Additionally, Takaendesa argues: “If they say the mobile business will, in a year or two, start to fund its own growth, I think that will be solved. However, I think before we get to that, the market is concerned the balance sheet keeps gearing and that may become an issue if something goes wrong.”

However, Takaendesa believes the R2 billion loss of value will not necessarily affect the company “because they don’t really need to raise equity in the market as their balance sheet is still okay for now”.

“I think what this has really done is put question marks in investors’ minds to say ‘we want to see more details as to what drove this earnings miss’ because it was big earning miss.
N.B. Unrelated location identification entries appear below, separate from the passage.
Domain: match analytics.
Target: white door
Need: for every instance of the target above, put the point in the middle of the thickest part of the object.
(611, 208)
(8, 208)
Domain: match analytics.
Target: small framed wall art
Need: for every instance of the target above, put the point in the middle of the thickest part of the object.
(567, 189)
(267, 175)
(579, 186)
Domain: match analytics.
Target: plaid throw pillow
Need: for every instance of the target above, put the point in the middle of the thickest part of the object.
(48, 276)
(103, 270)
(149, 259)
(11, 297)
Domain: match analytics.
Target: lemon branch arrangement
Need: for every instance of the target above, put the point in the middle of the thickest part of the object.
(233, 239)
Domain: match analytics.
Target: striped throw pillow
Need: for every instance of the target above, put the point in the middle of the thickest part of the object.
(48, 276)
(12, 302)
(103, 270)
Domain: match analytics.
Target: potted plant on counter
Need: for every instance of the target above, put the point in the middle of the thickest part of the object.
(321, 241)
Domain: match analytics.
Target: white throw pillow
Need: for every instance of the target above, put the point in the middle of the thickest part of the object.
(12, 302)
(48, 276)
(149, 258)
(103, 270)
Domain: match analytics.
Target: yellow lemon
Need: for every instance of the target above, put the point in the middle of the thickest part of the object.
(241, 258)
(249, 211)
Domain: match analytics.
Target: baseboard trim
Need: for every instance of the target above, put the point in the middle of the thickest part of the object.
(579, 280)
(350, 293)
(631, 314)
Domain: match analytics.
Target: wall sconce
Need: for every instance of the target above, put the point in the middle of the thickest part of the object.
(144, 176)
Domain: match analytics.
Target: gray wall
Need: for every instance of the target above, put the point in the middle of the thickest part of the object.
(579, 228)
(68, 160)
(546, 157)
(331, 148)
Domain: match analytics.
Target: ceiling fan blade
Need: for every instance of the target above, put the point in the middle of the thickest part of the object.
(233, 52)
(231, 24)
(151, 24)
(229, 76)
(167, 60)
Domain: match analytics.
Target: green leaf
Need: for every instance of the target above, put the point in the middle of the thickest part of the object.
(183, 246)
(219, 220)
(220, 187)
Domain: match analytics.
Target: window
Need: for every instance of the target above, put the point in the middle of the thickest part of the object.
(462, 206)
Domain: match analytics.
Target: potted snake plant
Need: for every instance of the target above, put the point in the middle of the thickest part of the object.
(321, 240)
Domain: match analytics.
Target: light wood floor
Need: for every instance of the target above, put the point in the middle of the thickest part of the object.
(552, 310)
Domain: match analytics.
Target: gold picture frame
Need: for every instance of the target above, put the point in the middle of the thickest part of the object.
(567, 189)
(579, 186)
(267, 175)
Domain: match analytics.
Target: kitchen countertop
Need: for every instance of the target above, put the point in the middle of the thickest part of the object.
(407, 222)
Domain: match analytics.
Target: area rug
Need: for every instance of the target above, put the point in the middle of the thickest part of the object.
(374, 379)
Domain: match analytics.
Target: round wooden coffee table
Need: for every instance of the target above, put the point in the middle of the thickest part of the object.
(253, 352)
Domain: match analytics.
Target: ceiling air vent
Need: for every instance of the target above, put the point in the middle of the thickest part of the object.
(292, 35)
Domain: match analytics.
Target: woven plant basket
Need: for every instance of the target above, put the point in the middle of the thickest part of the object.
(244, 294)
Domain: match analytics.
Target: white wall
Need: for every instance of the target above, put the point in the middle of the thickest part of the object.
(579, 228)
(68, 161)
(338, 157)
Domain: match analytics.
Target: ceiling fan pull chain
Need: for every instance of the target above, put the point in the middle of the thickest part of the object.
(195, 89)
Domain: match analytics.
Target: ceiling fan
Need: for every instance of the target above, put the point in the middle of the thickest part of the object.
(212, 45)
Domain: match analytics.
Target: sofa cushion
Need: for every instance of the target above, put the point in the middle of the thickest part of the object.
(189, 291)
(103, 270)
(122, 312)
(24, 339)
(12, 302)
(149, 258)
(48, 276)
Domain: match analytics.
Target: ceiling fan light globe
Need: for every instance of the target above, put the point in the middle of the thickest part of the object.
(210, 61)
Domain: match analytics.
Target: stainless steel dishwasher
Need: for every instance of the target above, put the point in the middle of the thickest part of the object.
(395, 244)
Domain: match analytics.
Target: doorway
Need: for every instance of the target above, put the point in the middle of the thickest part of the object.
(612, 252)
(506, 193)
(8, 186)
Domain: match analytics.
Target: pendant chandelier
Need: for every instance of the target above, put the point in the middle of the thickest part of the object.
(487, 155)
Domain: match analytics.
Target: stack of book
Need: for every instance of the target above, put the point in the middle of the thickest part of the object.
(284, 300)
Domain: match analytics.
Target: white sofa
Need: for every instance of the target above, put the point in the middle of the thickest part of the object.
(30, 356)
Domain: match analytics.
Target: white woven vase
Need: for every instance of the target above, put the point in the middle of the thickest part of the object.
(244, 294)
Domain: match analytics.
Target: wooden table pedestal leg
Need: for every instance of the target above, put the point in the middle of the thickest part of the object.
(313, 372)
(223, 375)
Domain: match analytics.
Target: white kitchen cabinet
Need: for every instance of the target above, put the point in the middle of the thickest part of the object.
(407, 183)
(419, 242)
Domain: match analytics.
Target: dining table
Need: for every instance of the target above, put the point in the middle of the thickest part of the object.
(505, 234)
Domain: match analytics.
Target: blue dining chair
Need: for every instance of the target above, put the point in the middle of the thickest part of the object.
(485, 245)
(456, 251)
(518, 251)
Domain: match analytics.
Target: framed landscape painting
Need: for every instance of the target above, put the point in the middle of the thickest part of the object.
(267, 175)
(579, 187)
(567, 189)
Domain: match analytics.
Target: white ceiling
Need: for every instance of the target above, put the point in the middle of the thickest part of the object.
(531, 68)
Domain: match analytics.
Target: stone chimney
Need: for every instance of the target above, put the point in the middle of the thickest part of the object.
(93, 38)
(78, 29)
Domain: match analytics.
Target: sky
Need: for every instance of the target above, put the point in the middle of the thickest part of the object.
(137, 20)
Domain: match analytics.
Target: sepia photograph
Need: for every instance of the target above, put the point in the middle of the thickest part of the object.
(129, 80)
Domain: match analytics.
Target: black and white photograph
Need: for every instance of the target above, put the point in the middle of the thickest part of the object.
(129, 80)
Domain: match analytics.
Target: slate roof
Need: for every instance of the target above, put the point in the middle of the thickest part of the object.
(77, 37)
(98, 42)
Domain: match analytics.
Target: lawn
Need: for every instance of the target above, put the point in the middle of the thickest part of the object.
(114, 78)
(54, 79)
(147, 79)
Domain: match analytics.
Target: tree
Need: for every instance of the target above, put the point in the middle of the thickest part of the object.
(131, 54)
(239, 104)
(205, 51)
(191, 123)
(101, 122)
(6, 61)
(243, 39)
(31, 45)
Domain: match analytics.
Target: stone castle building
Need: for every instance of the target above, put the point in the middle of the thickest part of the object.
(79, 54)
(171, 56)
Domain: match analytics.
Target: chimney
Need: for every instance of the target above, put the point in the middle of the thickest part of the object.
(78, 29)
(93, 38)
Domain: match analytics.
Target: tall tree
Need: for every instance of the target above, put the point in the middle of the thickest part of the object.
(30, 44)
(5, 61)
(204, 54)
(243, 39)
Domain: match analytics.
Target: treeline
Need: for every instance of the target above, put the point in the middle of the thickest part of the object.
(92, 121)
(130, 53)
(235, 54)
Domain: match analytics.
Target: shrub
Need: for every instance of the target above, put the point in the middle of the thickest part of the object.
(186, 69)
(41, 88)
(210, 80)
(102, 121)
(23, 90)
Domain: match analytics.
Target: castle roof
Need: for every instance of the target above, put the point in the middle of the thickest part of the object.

You don’t come from growing earnings – they grew earnings for FY19 to March 2019 by 4% – then you come out the next six months and say ‘headline earnings are down 30-40%. It’s a big change in trend, which makes the market think what else we are missing.”

According to Takaendesa, to some extent, the market expected the finance costs to increase. “It’s only that they [costs] increased by more than what was expected but what else in the operations has not been disclosed as yet? That significant loss yesterday made people start questioning.”

Telkom’s share price nosedived by more than 8% yesterday after the announcement. At the time of publishing today, it had regained 0.82% lost ground, trading at R63.03.